Inside Adolf Hitler’s secret underground tunnels ‘where Nazis tested new weapons in the final days of World War II’

Underground Nazi weapon factory discovered by the Allies was one of the most extraordinary finds of World War II

On the morning of April 11, 1945, the American 3rd Armored division and the 104th Infantry Divisions found a hidden Nazi underground factory.

It was one of the most extraordinary finds of World War II.

The factory was called Mittelwerk, and it was located near the town of Nordhausen in central Germany.

The factory used forced labor from the concentration camp Dora-Mittelbau, a subcamp of Buchenwald.

In 1943, the Nazis began the construction of a large industrial complex near Nordhausen and prisoners from Buchenwald were sent there to work on the complex.

Underneath Kohnstein Mountain, about 250 [V-2] missiles were found in various stages of completion on the Mittelwerk assembly line.

Why did the Nazis build a factory underground? The answer is simply because the Allies bombed all the industrial complexes in Germany.

In 1943 the prisoners at Dora-Mittelbau began the construction of underground factories and development facilities for the V-2 missile program and for other weapons.
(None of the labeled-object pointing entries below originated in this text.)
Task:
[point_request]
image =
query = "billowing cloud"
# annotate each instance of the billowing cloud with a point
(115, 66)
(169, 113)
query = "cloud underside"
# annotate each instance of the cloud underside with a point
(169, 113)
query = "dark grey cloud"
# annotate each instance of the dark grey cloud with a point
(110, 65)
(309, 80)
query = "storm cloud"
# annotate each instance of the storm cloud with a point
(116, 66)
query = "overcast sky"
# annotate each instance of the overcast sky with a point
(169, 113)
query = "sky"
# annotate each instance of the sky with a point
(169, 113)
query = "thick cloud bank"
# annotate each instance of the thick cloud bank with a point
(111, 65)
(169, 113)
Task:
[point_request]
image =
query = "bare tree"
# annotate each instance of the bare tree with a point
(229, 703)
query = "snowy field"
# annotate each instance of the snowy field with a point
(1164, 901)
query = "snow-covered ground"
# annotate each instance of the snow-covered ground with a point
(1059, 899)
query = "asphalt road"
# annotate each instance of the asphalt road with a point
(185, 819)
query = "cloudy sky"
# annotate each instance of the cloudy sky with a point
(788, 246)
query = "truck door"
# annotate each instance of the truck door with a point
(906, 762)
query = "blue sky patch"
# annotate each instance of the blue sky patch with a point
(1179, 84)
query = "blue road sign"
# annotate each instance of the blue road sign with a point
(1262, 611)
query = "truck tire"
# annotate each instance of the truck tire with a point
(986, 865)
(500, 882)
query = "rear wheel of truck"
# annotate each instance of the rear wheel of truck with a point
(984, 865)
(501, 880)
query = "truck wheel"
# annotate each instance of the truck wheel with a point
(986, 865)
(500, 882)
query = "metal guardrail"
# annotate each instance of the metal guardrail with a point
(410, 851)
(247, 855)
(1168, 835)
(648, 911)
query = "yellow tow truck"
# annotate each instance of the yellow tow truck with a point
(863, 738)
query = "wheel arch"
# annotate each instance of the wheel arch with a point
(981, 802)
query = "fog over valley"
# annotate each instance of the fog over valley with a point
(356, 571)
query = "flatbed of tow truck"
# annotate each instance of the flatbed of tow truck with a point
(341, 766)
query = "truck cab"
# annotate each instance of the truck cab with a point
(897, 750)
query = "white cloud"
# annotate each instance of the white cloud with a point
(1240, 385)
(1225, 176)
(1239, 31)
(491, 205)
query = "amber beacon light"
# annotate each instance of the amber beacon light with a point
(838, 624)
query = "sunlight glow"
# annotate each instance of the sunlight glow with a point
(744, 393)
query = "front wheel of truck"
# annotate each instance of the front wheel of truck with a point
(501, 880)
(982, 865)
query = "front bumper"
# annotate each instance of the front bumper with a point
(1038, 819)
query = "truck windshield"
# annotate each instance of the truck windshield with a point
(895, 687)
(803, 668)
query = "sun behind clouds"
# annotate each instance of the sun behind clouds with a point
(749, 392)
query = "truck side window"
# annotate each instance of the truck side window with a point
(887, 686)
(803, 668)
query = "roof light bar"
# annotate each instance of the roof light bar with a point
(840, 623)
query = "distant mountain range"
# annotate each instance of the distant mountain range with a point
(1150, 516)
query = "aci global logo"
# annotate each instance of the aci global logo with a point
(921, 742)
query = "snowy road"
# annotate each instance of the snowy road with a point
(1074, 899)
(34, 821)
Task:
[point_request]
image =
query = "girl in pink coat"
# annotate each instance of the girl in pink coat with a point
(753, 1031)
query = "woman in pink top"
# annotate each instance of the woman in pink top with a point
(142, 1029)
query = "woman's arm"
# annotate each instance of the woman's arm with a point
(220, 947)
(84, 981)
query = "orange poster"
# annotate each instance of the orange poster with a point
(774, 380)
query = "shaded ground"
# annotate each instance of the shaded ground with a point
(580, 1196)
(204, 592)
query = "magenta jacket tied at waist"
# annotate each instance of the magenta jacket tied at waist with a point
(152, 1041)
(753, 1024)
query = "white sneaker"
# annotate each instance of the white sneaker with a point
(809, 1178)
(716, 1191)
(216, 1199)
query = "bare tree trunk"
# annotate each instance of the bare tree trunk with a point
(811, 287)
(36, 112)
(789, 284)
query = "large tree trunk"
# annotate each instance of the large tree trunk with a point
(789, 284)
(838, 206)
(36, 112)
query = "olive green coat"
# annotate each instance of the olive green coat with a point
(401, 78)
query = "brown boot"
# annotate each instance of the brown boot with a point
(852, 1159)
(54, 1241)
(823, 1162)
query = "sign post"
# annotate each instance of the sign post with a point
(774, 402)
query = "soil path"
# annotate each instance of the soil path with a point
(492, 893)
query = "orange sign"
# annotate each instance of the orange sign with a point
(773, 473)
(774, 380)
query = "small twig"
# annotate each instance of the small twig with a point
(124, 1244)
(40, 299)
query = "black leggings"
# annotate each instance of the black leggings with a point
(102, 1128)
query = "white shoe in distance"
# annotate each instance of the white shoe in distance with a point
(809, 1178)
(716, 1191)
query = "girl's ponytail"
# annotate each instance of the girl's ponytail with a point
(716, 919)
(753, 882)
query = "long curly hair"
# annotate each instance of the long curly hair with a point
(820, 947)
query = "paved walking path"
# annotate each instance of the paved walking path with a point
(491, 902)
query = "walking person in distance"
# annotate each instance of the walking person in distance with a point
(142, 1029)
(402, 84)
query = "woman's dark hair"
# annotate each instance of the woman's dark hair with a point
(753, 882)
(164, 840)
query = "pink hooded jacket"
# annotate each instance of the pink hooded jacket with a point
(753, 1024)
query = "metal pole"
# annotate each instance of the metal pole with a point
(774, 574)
The working conditions for the prisoners during the construction of the underground factories were terrible. Some of the workers were as young as 14 and all were cold, tired and hungry.

They were kept underground most of the time with no fresh air and lots of dust. The Nazis kept only the workers that were able to work. The ones that were too weak or ill were sent directly to Auschwitz where they were killed.

Full production of missiles began in the fall of 1944; Dora-Mittelbau had a standing prisoner population of at least 12,000 at that time.

V-1 cruise missile assembly line at the Mittelwerk II underground facility.

The Nazis didn’t produce just V-2 rockets in the underground factory: they also manufactured V-1 rockets, commonly known as “buzz bombs”; engines for Me 262 and Ar 234 aircraft; and “Taifun” and “Orkan” anti-aircraft missiles.

V-2 launch in Peenemünde (1943).

When the Americans discovered the underground factory, it had produced around 13,000  V-1 and V-2 rockets for the Nazis.

The Allies removed many of the completed rockets before the Soviets took over the site. In 1948 the Soviets sealed the tunnels with explosions.

In April and May 1945, many of the engineers that worked in the underground factory surrendered to the United States. Over 10,000 prisoners died building V-2 rockets in Mittelwerk.